Wednesday, April 27, 2011

BEWITCHERY


The hits just keep coming at the Aptos Cinema Weekend Classics series. This weekend (just in time for May Eve!) they're showing one of my favorite movies, ever, the bewitching Excalibur, John Boorman's voluptuously textured 1981 plunge into the King Arthur saga. This gorgeous take on the rise and fall of Camelot is not set in some recognizable historical period, whose details might be disputed by the Fact Nazis (costumes consist largely of polished silver, metallic lace, and gossamer); instead, it unspools within the misty depths of the collective human imagination, where dreams and myths are born. Boorman's source material was Thomas Malory, and every frame of film in infused with Celtic magic and mysticism.


A young, non-star cast breathes life and immediacy into these archetypal, yet human characters. The noble Arthur of Nigel Terry is a happy surprise after his mewling, petulant Prince John in The Lion In Winter a decade before. Cherie Lunghi makes a saucy Guinevere, and Nicholas Clay an earnest Lancelot. But delightful, eccentric Nicol Williamson steals the show as Merlin, along with the hypnotically sensual and diabolical Morgana le Fey of the young Helen Mirren.




(Helen Mirren and Nicol Williamson in Excalibur)


The film was shot in Ireland, and lots of young Irish actors new to the movies got early roles here.

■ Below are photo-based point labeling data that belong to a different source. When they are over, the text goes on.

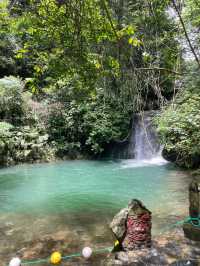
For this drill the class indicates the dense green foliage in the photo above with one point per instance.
(179, 127)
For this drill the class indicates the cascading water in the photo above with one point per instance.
(142, 145)
(145, 138)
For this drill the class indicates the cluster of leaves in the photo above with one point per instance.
(88, 126)
(179, 126)
(11, 101)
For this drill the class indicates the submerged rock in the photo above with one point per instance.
(132, 226)
(192, 226)
(172, 248)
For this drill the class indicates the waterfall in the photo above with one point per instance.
(144, 137)
(142, 145)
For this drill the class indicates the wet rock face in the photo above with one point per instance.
(132, 226)
(192, 228)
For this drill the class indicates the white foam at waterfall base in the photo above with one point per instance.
(144, 143)
(133, 163)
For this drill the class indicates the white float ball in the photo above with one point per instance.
(87, 252)
(15, 262)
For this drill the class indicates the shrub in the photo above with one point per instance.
(11, 101)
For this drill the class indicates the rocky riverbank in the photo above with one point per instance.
(166, 249)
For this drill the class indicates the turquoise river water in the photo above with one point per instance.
(81, 197)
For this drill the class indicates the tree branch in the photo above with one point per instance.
(160, 69)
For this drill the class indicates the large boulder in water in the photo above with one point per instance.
(132, 226)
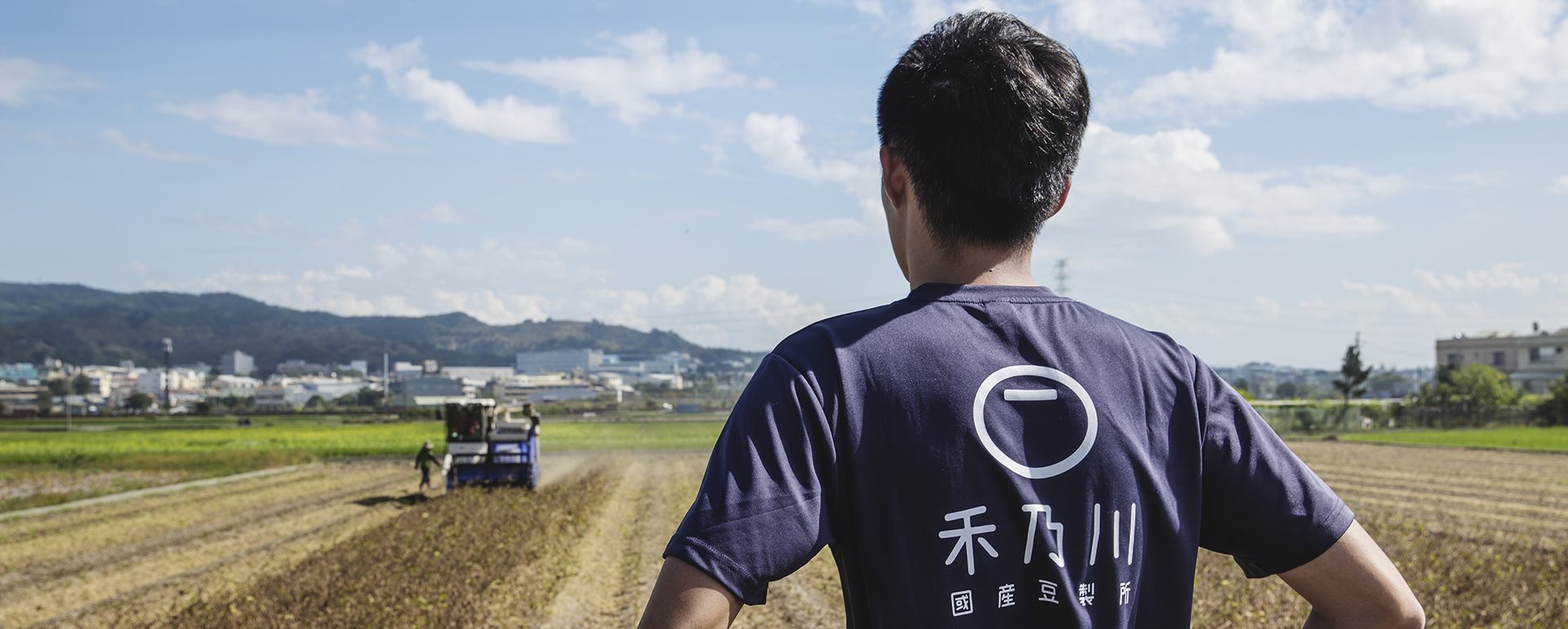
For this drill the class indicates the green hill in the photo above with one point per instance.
(83, 325)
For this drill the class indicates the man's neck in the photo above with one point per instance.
(973, 267)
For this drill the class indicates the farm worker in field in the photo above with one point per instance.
(424, 460)
(533, 417)
(987, 452)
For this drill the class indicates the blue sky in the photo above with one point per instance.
(1261, 179)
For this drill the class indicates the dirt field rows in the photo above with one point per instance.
(1481, 535)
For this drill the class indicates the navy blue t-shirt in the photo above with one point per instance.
(998, 455)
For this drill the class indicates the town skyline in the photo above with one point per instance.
(719, 176)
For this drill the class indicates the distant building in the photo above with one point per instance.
(559, 361)
(179, 380)
(425, 388)
(548, 388)
(298, 369)
(237, 363)
(18, 372)
(477, 373)
(1532, 361)
(235, 385)
(20, 400)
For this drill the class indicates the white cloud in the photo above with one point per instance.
(710, 311)
(291, 119)
(496, 308)
(441, 212)
(629, 78)
(1174, 182)
(22, 80)
(1120, 24)
(1477, 59)
(1498, 276)
(777, 141)
(826, 228)
(507, 118)
(1413, 305)
(143, 148)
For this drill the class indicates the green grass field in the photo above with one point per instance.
(51, 468)
(1512, 438)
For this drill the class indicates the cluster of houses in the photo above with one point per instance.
(535, 377)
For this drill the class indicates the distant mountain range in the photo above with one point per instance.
(83, 325)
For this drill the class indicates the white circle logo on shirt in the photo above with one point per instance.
(1034, 395)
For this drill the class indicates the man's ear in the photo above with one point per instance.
(1062, 199)
(896, 181)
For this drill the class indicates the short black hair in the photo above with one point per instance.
(988, 117)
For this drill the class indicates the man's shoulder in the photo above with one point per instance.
(826, 337)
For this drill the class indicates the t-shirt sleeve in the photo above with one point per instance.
(1261, 504)
(763, 511)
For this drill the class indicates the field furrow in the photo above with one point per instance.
(332, 546)
(218, 533)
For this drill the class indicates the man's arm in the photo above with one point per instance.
(1355, 586)
(688, 598)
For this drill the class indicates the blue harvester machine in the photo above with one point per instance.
(490, 449)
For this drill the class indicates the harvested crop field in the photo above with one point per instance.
(1479, 533)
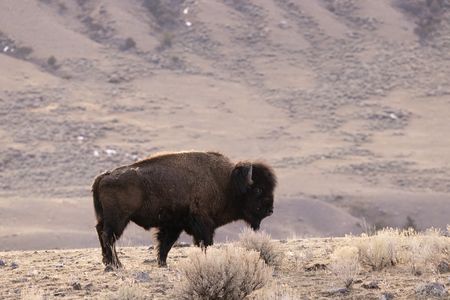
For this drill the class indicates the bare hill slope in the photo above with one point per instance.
(348, 99)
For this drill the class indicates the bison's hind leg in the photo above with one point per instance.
(99, 228)
(112, 230)
(202, 230)
(166, 236)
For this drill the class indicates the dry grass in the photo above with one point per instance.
(31, 294)
(263, 244)
(380, 250)
(345, 264)
(227, 273)
(308, 271)
(129, 292)
(424, 251)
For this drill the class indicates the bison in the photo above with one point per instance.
(192, 191)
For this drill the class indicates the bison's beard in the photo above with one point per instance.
(255, 225)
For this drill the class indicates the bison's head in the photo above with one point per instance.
(254, 184)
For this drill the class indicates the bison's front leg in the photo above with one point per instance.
(166, 236)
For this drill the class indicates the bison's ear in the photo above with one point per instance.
(242, 177)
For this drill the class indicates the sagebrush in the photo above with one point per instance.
(345, 264)
(227, 273)
(262, 243)
(380, 250)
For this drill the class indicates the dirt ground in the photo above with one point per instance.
(303, 274)
(347, 99)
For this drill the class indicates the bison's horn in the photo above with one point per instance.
(249, 175)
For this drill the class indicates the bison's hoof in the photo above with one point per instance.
(109, 268)
(162, 264)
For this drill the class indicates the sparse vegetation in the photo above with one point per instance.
(129, 292)
(263, 244)
(345, 264)
(22, 52)
(31, 294)
(165, 13)
(166, 41)
(425, 251)
(427, 14)
(379, 250)
(227, 273)
(128, 44)
(51, 61)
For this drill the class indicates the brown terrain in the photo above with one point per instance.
(349, 100)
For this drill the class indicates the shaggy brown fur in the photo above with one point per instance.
(192, 191)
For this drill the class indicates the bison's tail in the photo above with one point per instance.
(95, 192)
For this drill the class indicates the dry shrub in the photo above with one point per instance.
(227, 273)
(263, 244)
(345, 264)
(299, 259)
(129, 292)
(380, 250)
(31, 294)
(424, 251)
(275, 291)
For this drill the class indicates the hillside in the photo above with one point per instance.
(307, 269)
(347, 99)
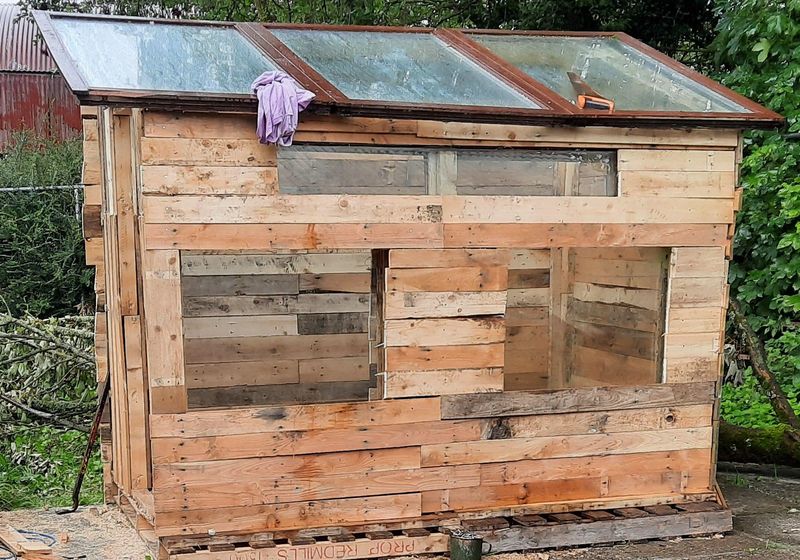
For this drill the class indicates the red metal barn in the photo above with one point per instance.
(32, 95)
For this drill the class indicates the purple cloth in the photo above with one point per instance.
(280, 101)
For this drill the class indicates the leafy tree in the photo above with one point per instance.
(758, 54)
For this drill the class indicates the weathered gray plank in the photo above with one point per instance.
(521, 403)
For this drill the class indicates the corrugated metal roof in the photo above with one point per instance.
(19, 49)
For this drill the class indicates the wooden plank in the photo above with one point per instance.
(443, 382)
(677, 416)
(303, 263)
(447, 258)
(199, 376)
(261, 420)
(521, 403)
(136, 384)
(322, 370)
(544, 236)
(255, 237)
(356, 548)
(345, 282)
(228, 306)
(242, 446)
(677, 184)
(271, 489)
(214, 350)
(405, 305)
(239, 326)
(194, 151)
(164, 331)
(300, 393)
(293, 209)
(416, 358)
(285, 467)
(670, 160)
(444, 332)
(595, 135)
(583, 210)
(296, 515)
(208, 180)
(456, 279)
(569, 534)
(493, 451)
(240, 285)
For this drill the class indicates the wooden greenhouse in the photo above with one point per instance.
(484, 287)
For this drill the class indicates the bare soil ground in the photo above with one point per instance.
(766, 527)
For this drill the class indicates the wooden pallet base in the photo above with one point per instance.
(523, 532)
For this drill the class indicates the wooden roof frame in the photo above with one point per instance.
(330, 100)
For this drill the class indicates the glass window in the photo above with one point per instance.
(165, 57)
(400, 67)
(633, 80)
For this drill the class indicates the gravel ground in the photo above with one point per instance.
(766, 527)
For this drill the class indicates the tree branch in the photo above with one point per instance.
(47, 416)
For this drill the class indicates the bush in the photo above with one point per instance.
(42, 268)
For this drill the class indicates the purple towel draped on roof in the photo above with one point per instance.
(280, 101)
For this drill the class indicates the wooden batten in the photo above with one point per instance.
(400, 324)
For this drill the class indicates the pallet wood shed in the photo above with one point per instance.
(458, 299)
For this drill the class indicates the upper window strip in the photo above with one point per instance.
(633, 80)
(399, 67)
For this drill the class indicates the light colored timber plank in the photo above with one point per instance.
(293, 209)
(543, 236)
(697, 292)
(447, 258)
(677, 184)
(164, 331)
(416, 358)
(242, 446)
(457, 279)
(493, 451)
(522, 403)
(305, 263)
(226, 306)
(201, 376)
(443, 332)
(291, 236)
(607, 210)
(683, 320)
(286, 467)
(404, 305)
(289, 209)
(358, 548)
(193, 151)
(259, 420)
(443, 382)
(670, 160)
(208, 180)
(213, 350)
(296, 515)
(587, 135)
(268, 489)
(324, 370)
(699, 262)
(234, 326)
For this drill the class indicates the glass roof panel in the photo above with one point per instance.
(163, 57)
(399, 67)
(615, 70)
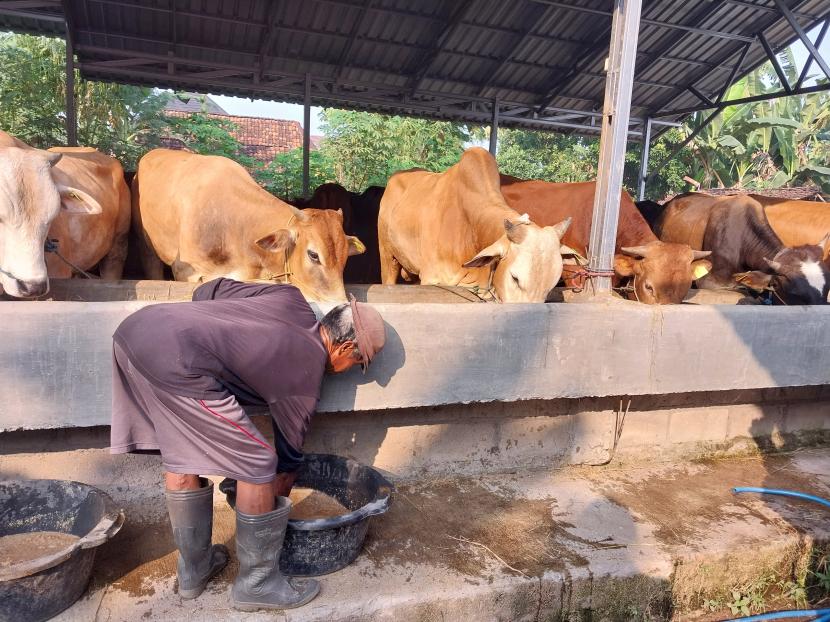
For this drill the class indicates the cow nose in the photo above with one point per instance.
(31, 289)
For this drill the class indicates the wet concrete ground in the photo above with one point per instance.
(649, 543)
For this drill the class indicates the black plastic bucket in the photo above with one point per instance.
(318, 547)
(39, 589)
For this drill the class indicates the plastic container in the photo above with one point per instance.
(39, 589)
(318, 547)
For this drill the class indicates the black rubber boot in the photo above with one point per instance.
(191, 516)
(260, 584)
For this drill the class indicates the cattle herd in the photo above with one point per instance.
(509, 239)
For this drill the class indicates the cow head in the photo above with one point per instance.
(317, 249)
(32, 192)
(663, 272)
(798, 275)
(527, 260)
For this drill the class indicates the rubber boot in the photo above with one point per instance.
(191, 516)
(260, 584)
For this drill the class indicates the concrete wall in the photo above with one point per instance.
(55, 356)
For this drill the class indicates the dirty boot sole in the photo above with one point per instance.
(243, 606)
(194, 592)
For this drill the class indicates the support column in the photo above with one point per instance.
(306, 134)
(69, 104)
(494, 128)
(642, 178)
(615, 115)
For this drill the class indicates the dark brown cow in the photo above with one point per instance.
(745, 248)
(663, 273)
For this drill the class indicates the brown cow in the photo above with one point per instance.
(454, 228)
(33, 191)
(87, 240)
(745, 248)
(663, 273)
(205, 217)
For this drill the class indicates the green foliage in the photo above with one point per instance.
(366, 148)
(123, 121)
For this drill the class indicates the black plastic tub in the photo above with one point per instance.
(41, 588)
(318, 547)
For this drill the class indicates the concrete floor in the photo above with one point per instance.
(599, 543)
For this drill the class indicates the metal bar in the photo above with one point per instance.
(651, 22)
(425, 62)
(642, 177)
(616, 110)
(306, 134)
(819, 41)
(71, 118)
(494, 128)
(683, 144)
(812, 49)
(735, 69)
(775, 64)
(745, 100)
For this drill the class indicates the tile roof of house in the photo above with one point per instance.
(262, 139)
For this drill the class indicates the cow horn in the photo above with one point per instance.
(776, 266)
(635, 251)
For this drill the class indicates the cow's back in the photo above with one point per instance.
(86, 239)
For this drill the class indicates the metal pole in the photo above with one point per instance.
(615, 115)
(494, 128)
(71, 121)
(642, 178)
(306, 133)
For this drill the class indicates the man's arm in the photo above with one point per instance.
(228, 288)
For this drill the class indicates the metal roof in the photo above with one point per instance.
(543, 61)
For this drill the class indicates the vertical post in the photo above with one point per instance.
(494, 128)
(615, 114)
(306, 133)
(642, 178)
(69, 104)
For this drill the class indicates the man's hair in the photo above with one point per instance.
(339, 324)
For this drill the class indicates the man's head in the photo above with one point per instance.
(352, 333)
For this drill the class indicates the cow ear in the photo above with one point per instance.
(279, 240)
(76, 201)
(624, 265)
(755, 279)
(492, 254)
(701, 268)
(356, 247)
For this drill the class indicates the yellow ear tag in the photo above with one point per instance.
(700, 271)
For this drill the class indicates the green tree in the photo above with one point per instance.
(123, 121)
(366, 148)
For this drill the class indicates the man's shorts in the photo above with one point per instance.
(201, 437)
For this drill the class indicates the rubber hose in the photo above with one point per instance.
(781, 615)
(783, 493)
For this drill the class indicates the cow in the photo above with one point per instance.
(360, 218)
(93, 240)
(662, 273)
(206, 217)
(33, 191)
(455, 228)
(745, 248)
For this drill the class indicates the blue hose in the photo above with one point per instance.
(784, 493)
(780, 615)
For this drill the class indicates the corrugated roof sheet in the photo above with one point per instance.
(447, 59)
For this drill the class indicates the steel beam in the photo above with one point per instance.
(812, 49)
(616, 110)
(819, 41)
(306, 135)
(494, 128)
(642, 177)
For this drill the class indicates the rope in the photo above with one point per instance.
(51, 246)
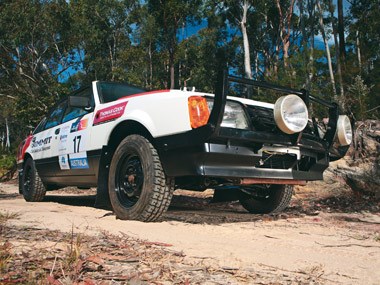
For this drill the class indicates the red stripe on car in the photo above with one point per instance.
(110, 113)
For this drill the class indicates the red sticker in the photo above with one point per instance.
(110, 113)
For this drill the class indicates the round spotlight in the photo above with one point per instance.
(290, 114)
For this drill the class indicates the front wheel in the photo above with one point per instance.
(266, 199)
(138, 187)
(31, 185)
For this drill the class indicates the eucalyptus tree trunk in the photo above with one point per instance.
(328, 55)
(311, 8)
(247, 56)
(337, 54)
(342, 44)
(358, 51)
(284, 28)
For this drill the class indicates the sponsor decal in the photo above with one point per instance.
(63, 137)
(41, 142)
(110, 113)
(23, 146)
(78, 161)
(79, 126)
(64, 162)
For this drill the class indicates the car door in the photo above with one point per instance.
(45, 142)
(76, 167)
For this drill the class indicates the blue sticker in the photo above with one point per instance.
(74, 127)
(79, 163)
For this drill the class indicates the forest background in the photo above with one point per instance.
(50, 48)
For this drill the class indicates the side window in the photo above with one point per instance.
(74, 112)
(55, 117)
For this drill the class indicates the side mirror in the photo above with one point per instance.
(80, 102)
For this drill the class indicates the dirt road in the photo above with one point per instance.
(303, 245)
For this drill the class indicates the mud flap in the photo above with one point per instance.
(102, 197)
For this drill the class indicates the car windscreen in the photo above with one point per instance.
(109, 91)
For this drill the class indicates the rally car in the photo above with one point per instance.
(138, 146)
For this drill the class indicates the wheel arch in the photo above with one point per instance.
(121, 131)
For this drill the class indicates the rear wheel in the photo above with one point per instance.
(31, 185)
(266, 199)
(138, 187)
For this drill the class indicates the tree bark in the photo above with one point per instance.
(7, 142)
(337, 55)
(358, 51)
(342, 43)
(328, 55)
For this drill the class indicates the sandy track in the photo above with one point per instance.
(338, 248)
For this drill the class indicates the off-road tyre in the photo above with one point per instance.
(32, 187)
(137, 185)
(275, 200)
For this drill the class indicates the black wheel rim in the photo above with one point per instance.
(28, 178)
(129, 180)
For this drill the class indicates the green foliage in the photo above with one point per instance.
(358, 99)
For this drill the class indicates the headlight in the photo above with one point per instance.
(234, 115)
(344, 130)
(290, 114)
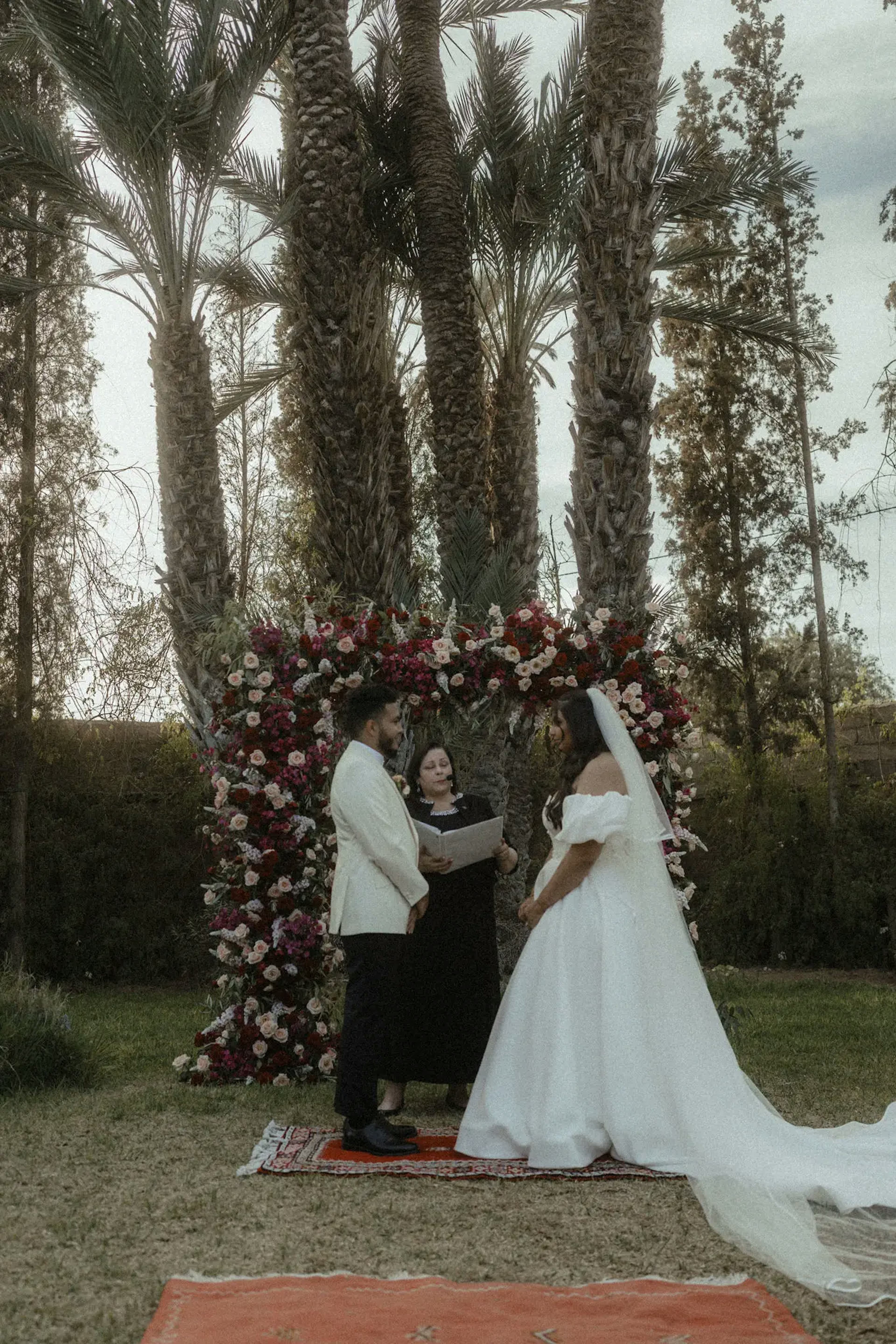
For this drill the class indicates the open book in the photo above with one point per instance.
(469, 845)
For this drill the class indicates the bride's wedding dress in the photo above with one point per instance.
(608, 1042)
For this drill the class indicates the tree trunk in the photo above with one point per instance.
(348, 440)
(514, 470)
(198, 576)
(455, 366)
(23, 730)
(610, 517)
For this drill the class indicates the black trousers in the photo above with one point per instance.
(370, 1022)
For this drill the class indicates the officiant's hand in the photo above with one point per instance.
(506, 857)
(417, 913)
(429, 863)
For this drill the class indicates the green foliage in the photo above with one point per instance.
(776, 886)
(39, 1047)
(115, 859)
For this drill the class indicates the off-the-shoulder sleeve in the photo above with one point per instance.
(589, 816)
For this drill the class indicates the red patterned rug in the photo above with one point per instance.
(334, 1310)
(285, 1150)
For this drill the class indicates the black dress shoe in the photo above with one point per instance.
(377, 1139)
(401, 1131)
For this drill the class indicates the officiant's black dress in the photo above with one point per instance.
(449, 988)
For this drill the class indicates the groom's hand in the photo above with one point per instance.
(417, 913)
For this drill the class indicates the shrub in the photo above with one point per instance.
(38, 1045)
(776, 886)
(115, 858)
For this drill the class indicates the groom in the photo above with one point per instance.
(378, 897)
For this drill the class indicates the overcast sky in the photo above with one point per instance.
(847, 54)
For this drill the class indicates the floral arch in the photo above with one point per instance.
(271, 748)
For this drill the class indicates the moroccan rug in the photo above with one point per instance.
(340, 1308)
(285, 1150)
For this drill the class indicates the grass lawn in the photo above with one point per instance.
(107, 1194)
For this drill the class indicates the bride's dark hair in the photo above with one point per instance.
(588, 742)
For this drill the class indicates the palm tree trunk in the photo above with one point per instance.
(198, 576)
(23, 730)
(514, 470)
(348, 439)
(455, 366)
(610, 517)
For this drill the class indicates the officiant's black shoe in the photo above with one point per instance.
(377, 1139)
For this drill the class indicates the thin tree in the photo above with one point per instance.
(163, 93)
(762, 96)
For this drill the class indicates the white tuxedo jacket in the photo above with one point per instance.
(377, 878)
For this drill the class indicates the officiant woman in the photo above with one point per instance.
(449, 988)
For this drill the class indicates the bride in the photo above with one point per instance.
(608, 1042)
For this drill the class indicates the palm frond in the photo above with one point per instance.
(768, 330)
(257, 384)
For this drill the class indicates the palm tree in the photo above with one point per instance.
(523, 159)
(343, 394)
(162, 89)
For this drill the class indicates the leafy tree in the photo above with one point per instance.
(785, 236)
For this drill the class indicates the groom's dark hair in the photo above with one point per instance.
(367, 702)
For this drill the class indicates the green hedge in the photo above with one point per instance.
(776, 886)
(115, 855)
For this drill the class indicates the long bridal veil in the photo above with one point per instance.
(819, 1205)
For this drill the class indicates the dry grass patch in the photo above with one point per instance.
(113, 1191)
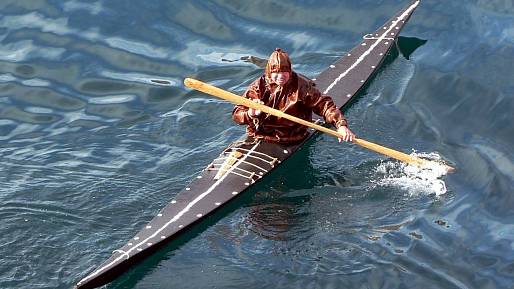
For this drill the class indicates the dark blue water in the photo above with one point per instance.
(98, 133)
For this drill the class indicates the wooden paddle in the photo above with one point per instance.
(218, 92)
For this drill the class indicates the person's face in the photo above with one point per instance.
(280, 78)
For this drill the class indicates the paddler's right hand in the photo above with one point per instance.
(253, 113)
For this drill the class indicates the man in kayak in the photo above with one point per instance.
(283, 89)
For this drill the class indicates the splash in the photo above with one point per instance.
(413, 179)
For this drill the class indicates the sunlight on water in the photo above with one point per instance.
(413, 179)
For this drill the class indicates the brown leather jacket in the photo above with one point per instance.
(299, 97)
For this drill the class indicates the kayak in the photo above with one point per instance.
(247, 161)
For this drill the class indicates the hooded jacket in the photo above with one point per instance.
(298, 97)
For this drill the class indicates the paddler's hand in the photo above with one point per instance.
(348, 135)
(255, 112)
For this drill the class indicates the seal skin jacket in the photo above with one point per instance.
(299, 97)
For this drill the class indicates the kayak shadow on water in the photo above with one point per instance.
(286, 177)
(269, 195)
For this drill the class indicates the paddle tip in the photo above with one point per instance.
(188, 82)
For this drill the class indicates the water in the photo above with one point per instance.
(97, 134)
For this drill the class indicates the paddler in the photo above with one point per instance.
(282, 88)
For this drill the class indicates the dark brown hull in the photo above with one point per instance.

Keep an eye peeled for an embryonic Liam Neeson as Sir Gawain, and Gabriel Byrne as Uther Pendragon. (And btw, this film also features the most exalted use of Carl Orff's driving Carmina Burana chorale ever heard in the movies.)


But it's Boorman's breathtaking images—violent and sensual, sacred and profane—that keep us riveted. This is not a fairy tale for kids, (rated R and 140 minutes, for those of you keeping score at home), nor a conventional Hollywood costume epic. It's an intoxicating spectacle of mythic power and savage grace. This is one movie you really want to be overwhelmed by on a big screen, so don't miss it! Saturday and Sunday, 10:30 a.m., at Aptos Cinema.



So what's the deal about May Eve? In the old Celtic calendar, before our mass culture got so homogenized and disconnected from the land, and the seasons, the first of May was reckoned the beginning of summer. And the night before (Aril 30, May Eve) was the second most uncanny time of year—after the Eve of All Saint's Day, or All Hallows Eve, October 31— when the portals between this world and the magical Otherworld were momentarily in synch. (Sort of like that tricky moment at Kings Cross Station in the Harry Potter books when you can run right through the wall and find the train to Hogwarts.) At these eerie moments of the year, fairies, demons, and spirits were free to run amok in our world.


In pagan times, the festival was called Beltane, for sun god known by various names like Beli, Belenus or Balder, although some insist "Beltane" merely means "bright fire." In the dark of Beltane Eve, fires were lit on hilltops to herald the coming of summer and the return of the sun god. (Something we Santa Cruzans can appreciate after a ridiculously wet winter.) After the Christian Church came along to muscle the old gods out of the picture, fires were still lit on May Eve, but the Church put out the rumor they were meant to scare off pagan witches. In German-speaking Europe, May Eve is Walpurgisnacht, the night of witches' revels, celebrated by stout-hearted practitioners of wicca to this day. That's the thing about folk traditions: the folk tend to hang on to them, no matter who's temporarily running the show.


For centuries all over Britain, May First was celebrated by troops of young men and women frolicking out in the woods before dawn to "bring in the May"— whatever flowering shrubs or blossoms could be found, often leaving flowers on the doorsteps of friends and neighbors to celebrate the fertility of Maytime. Fertility was certainly on the mind of Puritan writer Philip Stubbes, who complained in 1583 that "of fortie, three score or a hundred maides going into the wood overnight," less than one third "returned home again undefiled." They don't call it the lusty month of May for nothing!


(Above: A detail from "A Visit at Moonlight" by E. T. Parris, ca. 1832.)